On December 29, 2019, in retaliation for a rocket attack two days earlier by the Tehran-backed Kataib Hezbollah (KH) militia on the K-1 military base near Kirkuk that killed an American contractor, Air Force F-15E fighters struck three of the militia’s bases in Iraq and two more in Syria. The attacks left about twenty-five militiamen dead and more than fifty wounded. The targets were KH storage facilities and command posts; Washington asserted that the command posts had masterminded a series of eleven rocket attacks that had culminated with the December 27 KH strike on the K-1 base.

Tehran did not waste much time responding to the American strike. One day later, led by its Iraqi puppets—notably Iraqi National Security Advisor Faleh al Fayyad, and Hadi al Ameri, leader of the Shia Badr organization—rioters charged the American embassy compound, used makeshift battering rams to break down its outer doors and ransacked the facility’s entrance lobby. 

Trump responded by issuing what he called “not a warning but a threat” that Tehran would be held accountable—and presumably be the target of American military retaliation—if American property were damaged or its citizens harmed. Tehran’s response was to encourage a second day of rioting. When Washington deployed the 82nd airborne rapid response unit even as Marines were tear-gassing the rioters inside the embassy, the demonstrations abated, at least for the moment.

Iraqi military units did not intervene throughout the two days of riots. Though some officers evinced concern for the safety of the American diplomats, it was clear that the Iraqi government simply was unwilling, or fearful, of confronting Tehran’s minions head-on. It was the most graphic evidence of what has long been recognized throughout the region, if not in Washington: It is Iran, not America, that calls the shots in Baghdad.

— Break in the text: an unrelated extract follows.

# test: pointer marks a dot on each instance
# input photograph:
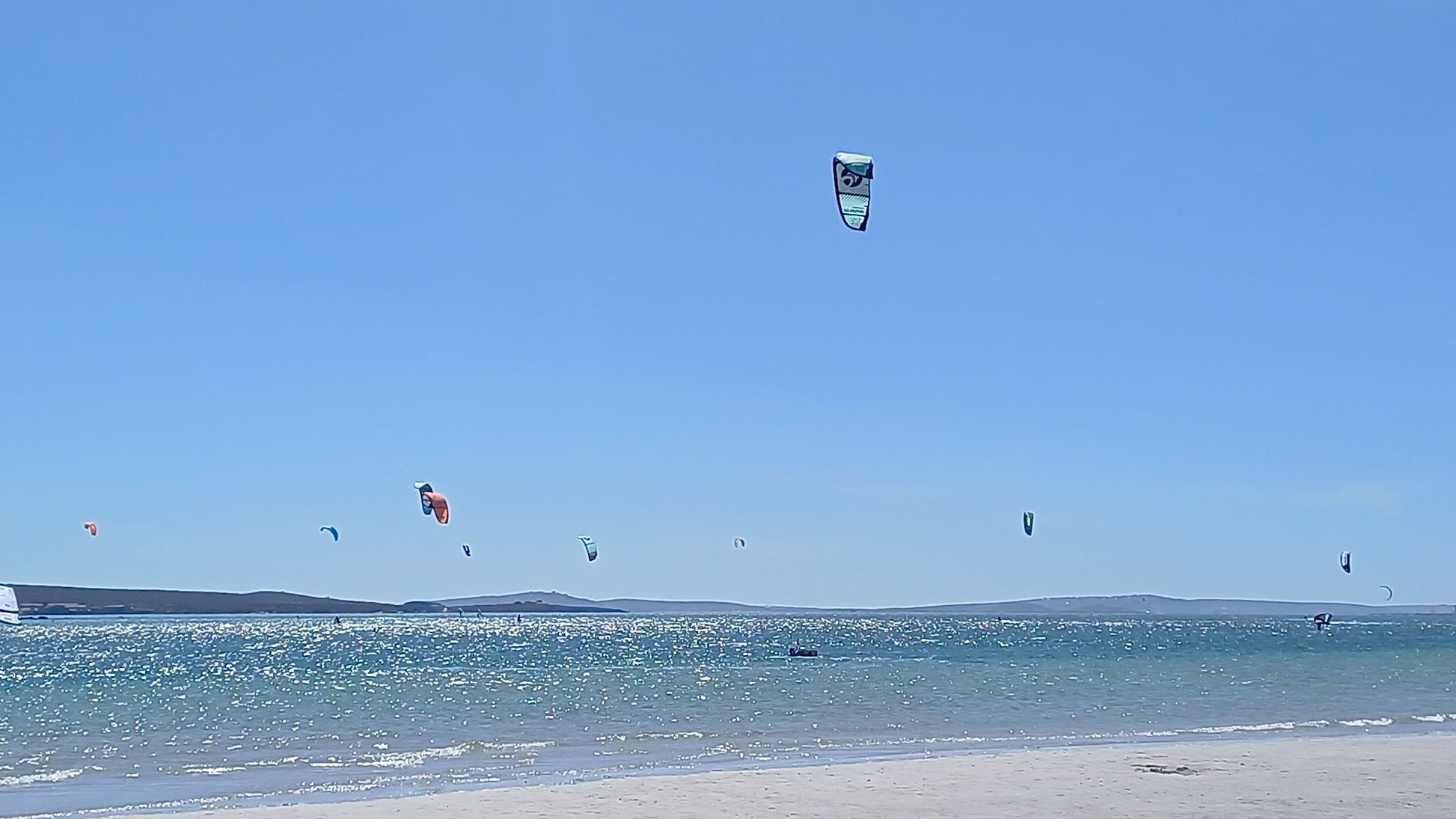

The man behind Tehran’s strategy in Iraq, as he has been in Syria, is almost surely Major General Qasem Soleimani, commander of Iran’s Quds force, Tehran’s shock troops. Soleimani has had free reign in Iraq for some time. It is likely that the leaders of the Iranian-dominated militias, the Hashd al Shabi (Popular Mobilization Units)—of which the KH is a component force—answer to him. He surely wants Trump to respond with more than threats, or even tear gas.